Matt Norman

No. 59
- Position: Offensive lineman

Personal information
- Born: June 20, 1988 (age 38) Châteauguay, Quebec, Canada
- Listed height: 6 ft 4 in (1.93 m)
- Listed weight: 320 lb (145 kg)

Career information
- University: Western Ontario
- CFL draft: 2012: 3rd round, 22nd overall pick

Career history
- 2012–2015: BC Lions
- Stats at CFL.ca (archive)

= Matt Norman =

Canadian football player (born 1988)

Matthew Norman (born June 20, 1988) is a Canadian former professional football offensive lineman for the BC Lions of the Canadian Football League (CFL).

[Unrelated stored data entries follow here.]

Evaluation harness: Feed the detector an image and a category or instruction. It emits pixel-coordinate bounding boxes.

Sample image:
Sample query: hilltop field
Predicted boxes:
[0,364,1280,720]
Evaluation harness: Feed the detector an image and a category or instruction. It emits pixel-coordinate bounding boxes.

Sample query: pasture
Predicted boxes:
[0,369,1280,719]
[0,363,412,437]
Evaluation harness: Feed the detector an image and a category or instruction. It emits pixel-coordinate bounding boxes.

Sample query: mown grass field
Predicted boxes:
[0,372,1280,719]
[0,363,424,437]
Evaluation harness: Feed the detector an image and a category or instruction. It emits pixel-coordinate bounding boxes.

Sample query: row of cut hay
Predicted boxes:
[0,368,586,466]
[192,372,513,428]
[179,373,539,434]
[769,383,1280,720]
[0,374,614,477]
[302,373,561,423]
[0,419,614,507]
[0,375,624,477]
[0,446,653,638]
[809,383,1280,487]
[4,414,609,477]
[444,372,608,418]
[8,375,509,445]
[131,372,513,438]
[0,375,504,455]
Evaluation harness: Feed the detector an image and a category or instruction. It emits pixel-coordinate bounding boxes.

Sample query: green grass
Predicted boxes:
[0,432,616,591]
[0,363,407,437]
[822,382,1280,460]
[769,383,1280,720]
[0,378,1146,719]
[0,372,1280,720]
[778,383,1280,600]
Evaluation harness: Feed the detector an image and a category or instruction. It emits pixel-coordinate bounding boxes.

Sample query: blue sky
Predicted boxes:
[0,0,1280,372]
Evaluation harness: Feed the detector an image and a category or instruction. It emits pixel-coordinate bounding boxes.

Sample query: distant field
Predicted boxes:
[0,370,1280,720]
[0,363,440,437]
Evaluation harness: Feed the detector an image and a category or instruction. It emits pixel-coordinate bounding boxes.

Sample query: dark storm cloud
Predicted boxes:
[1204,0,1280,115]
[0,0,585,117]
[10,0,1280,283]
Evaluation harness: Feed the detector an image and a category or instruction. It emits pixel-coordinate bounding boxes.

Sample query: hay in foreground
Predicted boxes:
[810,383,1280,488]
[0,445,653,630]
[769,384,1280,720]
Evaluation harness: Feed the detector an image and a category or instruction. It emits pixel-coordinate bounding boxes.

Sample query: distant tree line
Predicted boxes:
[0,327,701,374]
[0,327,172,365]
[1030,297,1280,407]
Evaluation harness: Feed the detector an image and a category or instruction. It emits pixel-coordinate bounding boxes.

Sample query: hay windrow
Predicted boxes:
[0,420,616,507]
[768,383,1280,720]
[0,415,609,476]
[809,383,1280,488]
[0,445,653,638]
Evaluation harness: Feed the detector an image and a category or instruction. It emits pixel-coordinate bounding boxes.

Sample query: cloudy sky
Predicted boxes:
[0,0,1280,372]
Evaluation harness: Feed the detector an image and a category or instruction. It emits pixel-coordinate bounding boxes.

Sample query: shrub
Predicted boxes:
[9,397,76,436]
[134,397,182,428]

He was selected 22nd overall by the Lions in the 2012 CFL draft. After the 2011 CIS season, he was ranked as the tenth best player in the Canadian Football League's Amateur Scouting Bureau rankings for players eligible in the 2012 CFL draft, and fifth by players in Canadian Interuniversity Sport. He played CIS football with the Western Ontario Mustangs. He also took a year away from football in 2012–2013 to get his teaching degree and was a student teacher at H.B. Beal Secondary School, where he was loved by many of his students. He retired from football in June 2016.